Comme j’ai toujours aimé dessiner, je me suis mis à coucher sur le papier ce que j’avais vu sur grand écran. Très vite, j’ai réalisé de la bande dessinée d’épouvante. Mon style était proche de celui de Jean-Marc Laureau dit Loro. Il signait toujours avec un trèfle – quant à moi j’écrivais Elem pour Laurent Melki. On peut voir d’ailleurs sur les premières jaquettes que j’ai réalisées mon monogramme.
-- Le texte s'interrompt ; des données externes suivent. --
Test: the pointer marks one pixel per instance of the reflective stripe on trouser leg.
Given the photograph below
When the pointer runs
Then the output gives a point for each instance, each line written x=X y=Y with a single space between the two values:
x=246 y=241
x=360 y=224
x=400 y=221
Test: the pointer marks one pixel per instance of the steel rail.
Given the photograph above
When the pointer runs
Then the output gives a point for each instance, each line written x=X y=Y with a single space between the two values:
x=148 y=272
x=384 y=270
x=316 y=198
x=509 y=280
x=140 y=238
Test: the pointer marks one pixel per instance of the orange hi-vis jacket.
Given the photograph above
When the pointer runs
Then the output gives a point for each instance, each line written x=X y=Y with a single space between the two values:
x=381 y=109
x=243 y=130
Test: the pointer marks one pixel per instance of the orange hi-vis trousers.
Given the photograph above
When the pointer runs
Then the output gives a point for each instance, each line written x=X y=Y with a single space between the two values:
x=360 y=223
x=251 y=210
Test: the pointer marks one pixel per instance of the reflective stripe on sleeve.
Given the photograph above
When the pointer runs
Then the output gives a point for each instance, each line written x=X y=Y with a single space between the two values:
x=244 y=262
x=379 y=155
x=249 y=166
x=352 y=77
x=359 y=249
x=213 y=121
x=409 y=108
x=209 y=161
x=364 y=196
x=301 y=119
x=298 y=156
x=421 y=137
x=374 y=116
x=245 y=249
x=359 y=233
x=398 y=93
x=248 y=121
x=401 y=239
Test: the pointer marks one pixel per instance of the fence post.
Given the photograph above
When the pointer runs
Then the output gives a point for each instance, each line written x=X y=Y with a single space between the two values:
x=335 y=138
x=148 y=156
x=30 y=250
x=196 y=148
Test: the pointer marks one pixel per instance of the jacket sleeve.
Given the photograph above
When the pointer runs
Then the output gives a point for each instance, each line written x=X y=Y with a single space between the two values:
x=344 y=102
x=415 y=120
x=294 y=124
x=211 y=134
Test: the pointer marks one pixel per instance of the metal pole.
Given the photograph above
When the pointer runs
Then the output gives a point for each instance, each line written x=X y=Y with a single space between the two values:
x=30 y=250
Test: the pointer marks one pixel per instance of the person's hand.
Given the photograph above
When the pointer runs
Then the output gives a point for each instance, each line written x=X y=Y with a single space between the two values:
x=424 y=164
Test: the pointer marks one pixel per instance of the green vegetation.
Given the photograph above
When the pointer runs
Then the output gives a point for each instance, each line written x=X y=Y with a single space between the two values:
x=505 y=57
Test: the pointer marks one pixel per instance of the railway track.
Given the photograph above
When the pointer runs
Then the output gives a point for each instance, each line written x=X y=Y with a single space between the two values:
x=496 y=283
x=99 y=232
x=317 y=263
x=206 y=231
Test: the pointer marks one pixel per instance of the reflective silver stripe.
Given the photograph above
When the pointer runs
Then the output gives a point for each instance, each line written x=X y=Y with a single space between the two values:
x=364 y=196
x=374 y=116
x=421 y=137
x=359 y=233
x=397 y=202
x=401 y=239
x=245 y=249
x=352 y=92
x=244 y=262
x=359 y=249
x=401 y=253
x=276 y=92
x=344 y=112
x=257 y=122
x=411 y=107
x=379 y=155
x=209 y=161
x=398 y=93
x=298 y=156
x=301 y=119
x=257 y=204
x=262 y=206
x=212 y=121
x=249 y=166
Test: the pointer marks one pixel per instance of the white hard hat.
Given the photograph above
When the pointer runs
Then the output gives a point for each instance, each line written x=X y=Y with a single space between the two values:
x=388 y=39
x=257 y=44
Avec la charge de travail, je me suis lassé de la bande dessinée et je me suis concentré sur l’image. Les couvertures et les affiches sont souvent accrocheuses. Elles disent beaucoup, stimulent l’imagination et parfois traitent d’aspects qui ne sont pas dans le livre ou le film (rires). Une seule et même image peut raconter une histoire… et se doit de le faire !
Quand j’ai débuté ma carrière de dessinateur, il n’y avait pas encore les cassettes vidéo. C’est Jean-Jacques Vuillermin qui m’a mis le pied à l’étrier avec Hollywood vidéo. L’arrivée des cassettes dans les foyers a été une révolution et une révélation pour moi. J’ai réalisé l’affiche de « Creepshow » (1982) ou « La Baie sanglante » (1971) alors que j’étais encore étudiant. Elles étaient partout dans la rue. Au début, je réalisais 4 affiches ou jaquettes vidéo par mois.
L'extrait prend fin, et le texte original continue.